This work also shows the strength of portraiture in our collection. Every year, we hold the Archibald Prize for portraiture, which is over a hundred years old. It allows the public to come into our gallery and really have an opinion about the artists, about the people depicted, and it creates an incredible amount of dialogue. We collect from that prize as well, so portraiture is shown throughout our collections across all departments.
Sylvia Ken
Seven Sisters (2019)
This work is from the southern desert region. Ken is depicting Country, and when you speak about Country, it includes everything, even the stars. In this particular work, seven sisters travel the night sky, attempting to flee unwanted attention from an older man; the sisters are actually the Pleiades and they’re being chased by Orion. It is another way of understanding our world when we step outside our homes and look up. And that is the strength of Indigenous art. But also you have that incredible use of colour; the composition is absolutely perfect; the line work is exquisite. It could be anything, but we are also told what the stories are.
Ken Unsworth
Suspended Stone Circle II (1974-77, 1988)
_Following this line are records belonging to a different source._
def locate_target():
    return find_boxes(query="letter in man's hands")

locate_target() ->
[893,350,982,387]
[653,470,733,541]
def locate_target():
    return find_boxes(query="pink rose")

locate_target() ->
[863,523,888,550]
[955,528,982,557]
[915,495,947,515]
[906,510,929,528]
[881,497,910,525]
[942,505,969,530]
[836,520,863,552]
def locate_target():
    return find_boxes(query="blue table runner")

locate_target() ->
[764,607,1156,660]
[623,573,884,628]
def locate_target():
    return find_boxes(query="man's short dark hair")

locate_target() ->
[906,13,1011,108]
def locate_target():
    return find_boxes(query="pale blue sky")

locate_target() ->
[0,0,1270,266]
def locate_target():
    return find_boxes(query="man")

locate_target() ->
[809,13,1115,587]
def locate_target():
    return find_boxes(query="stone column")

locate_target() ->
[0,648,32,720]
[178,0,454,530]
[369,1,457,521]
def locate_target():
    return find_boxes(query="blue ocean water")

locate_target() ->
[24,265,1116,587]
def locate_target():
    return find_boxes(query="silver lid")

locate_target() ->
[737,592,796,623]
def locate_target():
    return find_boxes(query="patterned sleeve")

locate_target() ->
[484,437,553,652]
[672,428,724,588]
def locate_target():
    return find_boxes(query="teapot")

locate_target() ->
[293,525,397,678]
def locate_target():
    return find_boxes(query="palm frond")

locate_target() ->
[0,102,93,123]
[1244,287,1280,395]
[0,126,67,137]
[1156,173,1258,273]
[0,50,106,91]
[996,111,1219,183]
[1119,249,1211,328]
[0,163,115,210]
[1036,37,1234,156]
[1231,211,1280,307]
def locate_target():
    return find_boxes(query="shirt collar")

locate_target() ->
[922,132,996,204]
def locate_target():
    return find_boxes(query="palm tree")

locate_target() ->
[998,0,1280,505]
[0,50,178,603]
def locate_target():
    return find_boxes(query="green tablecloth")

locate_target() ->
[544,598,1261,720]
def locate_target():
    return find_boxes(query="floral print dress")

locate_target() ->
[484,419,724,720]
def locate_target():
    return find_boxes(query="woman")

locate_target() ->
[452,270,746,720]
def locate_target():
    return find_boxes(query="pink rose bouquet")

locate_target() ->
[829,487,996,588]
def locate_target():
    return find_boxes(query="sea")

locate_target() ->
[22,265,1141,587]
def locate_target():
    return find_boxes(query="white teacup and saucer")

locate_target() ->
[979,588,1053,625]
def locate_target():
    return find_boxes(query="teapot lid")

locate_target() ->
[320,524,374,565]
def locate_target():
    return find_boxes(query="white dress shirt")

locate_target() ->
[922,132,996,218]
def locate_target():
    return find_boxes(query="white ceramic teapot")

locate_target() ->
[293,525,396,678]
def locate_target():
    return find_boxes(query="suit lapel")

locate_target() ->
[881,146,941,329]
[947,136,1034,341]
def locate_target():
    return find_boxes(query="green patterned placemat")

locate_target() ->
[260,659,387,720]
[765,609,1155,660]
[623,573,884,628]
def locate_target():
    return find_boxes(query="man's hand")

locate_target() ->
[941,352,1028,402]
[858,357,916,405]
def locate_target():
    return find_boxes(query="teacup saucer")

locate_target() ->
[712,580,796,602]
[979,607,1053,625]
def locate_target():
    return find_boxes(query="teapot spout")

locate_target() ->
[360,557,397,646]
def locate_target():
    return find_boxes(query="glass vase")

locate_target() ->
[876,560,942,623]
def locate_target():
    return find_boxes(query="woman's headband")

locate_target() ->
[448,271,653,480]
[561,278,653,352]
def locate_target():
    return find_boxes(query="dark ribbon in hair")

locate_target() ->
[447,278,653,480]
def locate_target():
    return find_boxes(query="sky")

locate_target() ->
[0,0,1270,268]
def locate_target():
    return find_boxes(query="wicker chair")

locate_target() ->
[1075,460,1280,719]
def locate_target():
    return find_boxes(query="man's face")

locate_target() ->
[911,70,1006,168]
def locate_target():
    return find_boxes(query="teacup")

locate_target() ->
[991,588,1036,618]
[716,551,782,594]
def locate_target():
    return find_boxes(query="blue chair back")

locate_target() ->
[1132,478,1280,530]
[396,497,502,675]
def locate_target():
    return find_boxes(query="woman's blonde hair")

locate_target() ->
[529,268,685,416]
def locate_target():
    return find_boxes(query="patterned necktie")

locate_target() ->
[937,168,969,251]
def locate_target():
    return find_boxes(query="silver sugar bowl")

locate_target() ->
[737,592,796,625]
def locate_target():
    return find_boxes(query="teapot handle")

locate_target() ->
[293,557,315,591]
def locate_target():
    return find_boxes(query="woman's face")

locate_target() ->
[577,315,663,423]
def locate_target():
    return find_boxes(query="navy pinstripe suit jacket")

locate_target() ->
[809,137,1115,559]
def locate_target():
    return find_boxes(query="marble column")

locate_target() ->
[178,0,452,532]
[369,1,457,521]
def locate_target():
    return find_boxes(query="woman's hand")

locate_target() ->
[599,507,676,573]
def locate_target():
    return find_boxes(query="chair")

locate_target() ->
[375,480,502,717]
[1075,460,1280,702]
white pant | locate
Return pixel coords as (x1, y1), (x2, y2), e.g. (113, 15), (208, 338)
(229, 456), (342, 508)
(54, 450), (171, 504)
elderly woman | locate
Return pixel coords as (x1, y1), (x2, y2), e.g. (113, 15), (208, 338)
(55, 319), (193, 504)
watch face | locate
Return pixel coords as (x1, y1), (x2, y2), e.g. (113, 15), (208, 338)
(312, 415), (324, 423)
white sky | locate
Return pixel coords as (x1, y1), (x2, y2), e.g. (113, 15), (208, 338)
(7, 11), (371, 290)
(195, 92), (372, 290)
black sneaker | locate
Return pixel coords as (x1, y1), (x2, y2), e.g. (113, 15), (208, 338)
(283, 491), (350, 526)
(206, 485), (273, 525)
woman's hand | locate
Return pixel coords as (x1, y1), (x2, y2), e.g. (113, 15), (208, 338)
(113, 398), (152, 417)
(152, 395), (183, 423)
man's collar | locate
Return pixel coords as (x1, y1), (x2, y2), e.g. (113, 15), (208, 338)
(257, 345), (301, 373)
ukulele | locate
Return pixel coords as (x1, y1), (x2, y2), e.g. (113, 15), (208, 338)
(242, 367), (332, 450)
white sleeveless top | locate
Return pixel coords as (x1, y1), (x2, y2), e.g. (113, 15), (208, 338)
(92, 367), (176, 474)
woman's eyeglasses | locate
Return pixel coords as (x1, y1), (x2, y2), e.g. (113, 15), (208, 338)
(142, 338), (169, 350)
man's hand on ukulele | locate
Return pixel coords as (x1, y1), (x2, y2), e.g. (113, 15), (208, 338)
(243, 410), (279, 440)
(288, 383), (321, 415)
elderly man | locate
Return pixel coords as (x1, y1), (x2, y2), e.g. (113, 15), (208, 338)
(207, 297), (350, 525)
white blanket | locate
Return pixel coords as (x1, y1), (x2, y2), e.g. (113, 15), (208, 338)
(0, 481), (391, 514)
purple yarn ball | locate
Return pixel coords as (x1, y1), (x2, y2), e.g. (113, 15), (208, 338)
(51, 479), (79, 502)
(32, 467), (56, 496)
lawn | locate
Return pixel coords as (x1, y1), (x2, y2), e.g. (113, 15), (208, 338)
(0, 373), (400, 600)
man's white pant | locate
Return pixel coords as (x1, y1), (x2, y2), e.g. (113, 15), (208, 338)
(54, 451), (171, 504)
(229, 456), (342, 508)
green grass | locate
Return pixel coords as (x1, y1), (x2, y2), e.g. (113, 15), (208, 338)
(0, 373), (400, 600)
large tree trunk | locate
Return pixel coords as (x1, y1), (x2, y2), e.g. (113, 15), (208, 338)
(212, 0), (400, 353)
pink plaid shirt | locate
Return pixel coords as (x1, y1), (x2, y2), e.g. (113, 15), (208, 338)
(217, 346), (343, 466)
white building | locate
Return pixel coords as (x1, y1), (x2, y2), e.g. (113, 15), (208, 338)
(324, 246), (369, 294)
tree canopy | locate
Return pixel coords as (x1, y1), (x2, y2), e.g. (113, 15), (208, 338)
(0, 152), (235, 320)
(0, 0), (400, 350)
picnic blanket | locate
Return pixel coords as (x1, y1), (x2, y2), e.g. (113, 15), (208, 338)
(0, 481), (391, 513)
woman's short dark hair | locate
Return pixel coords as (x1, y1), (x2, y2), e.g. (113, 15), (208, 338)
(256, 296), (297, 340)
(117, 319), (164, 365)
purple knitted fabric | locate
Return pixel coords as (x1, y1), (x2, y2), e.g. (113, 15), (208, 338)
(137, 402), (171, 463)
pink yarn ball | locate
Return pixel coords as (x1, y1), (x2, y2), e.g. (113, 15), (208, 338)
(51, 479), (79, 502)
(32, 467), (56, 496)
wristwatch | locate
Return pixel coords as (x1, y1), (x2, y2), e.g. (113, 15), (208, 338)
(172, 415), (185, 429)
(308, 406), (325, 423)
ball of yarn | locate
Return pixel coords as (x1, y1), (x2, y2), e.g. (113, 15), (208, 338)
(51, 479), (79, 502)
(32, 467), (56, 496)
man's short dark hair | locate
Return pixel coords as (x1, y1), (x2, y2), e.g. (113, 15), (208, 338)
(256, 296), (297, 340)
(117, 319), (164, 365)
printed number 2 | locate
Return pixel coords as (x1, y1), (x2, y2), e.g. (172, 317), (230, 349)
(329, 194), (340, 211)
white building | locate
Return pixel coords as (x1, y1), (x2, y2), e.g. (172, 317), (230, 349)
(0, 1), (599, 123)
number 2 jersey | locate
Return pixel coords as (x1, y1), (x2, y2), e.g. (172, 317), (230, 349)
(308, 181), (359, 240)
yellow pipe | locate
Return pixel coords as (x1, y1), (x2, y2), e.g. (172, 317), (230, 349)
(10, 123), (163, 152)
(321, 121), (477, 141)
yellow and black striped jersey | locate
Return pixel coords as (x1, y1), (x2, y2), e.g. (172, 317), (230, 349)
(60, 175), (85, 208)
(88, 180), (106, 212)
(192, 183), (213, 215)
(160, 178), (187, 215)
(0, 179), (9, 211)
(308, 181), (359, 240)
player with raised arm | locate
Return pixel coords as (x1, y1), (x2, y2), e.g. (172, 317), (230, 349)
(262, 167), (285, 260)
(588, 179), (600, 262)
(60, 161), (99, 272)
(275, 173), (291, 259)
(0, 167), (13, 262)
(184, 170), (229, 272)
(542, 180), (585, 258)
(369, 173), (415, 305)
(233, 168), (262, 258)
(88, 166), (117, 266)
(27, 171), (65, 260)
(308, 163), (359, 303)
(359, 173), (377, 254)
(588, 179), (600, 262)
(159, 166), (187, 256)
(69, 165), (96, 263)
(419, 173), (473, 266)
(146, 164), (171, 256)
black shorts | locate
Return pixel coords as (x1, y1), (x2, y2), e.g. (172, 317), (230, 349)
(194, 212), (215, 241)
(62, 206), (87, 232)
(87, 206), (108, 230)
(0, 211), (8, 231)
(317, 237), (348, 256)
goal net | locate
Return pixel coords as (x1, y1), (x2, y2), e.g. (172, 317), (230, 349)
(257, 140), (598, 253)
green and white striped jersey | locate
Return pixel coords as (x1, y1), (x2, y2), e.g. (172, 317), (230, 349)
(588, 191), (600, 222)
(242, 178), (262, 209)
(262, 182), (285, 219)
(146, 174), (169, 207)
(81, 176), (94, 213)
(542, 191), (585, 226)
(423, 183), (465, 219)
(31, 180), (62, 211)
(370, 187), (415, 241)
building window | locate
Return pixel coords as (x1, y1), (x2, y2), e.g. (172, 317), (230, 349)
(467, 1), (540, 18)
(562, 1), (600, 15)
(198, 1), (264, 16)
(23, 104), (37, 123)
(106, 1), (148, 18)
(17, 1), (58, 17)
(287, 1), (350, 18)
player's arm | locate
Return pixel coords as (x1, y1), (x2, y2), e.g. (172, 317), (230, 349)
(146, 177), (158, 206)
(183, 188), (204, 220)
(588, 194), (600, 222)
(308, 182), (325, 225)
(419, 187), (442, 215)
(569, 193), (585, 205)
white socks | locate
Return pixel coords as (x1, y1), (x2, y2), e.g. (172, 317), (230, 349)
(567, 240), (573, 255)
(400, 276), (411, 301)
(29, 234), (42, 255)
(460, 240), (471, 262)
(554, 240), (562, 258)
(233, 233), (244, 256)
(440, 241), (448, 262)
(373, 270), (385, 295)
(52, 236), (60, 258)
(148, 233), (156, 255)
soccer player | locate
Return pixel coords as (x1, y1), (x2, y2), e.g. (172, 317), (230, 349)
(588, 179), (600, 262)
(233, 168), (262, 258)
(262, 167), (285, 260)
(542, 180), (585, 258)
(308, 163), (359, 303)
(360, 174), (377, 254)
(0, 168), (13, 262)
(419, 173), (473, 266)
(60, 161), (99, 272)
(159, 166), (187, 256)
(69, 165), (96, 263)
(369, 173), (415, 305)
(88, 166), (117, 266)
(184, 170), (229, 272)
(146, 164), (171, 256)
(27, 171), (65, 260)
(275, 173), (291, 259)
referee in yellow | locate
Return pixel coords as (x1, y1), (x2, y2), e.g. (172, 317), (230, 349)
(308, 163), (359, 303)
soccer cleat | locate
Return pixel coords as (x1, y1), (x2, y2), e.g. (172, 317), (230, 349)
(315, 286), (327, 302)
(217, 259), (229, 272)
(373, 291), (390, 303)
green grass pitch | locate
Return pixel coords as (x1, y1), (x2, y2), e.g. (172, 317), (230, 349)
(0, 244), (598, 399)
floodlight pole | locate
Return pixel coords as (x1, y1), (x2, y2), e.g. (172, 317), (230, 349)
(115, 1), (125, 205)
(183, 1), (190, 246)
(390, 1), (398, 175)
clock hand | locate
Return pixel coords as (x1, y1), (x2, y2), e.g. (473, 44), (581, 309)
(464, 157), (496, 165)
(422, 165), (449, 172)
This is a work that is really dear to Australians. Ken Unsworth is a Sydney artist, born in 1931, and he was quite a major player in the 1970s, part of that movement we saw across the world in which performance and the body became so important to artists. The suspension of those stones is really quite amazing. There are 103 river stones weighing 16 kilos each and they are suspended so perfectly that they are all equidistant from each other. You really feel that they are suspended by some kind of force, but you can also see all of the threads that equally form the artwork. The artist says it is a chorus of stones, singing their own songs.
Hoda Afshar
Remain (2018)
With so much turmoil in the world, we turn to artists to provide unflinching commentary on climate change, gender, colonial histories and the key political events that affect us all. Hoda Afshar’s moving image work was made with a group of stateless men who remained on Manus Island, Papua New Guinea, after Australia’s immigration detention centre closed in 2017. In the film, they speak of their experiences, evoking violence, but also singing and reading poetry. Their words are overlaid with images of lush foliage and crystal-clear water.
In Australia some of these men like Behrouz Boochani (shown here being carried) are now public figures. Remain is shown in our original building while large photographs of the men are shown in the new building, strengthening the narratives across our campus. Afshar is an artist whose work can reorient our thinking on urgent issues and we need to be listening!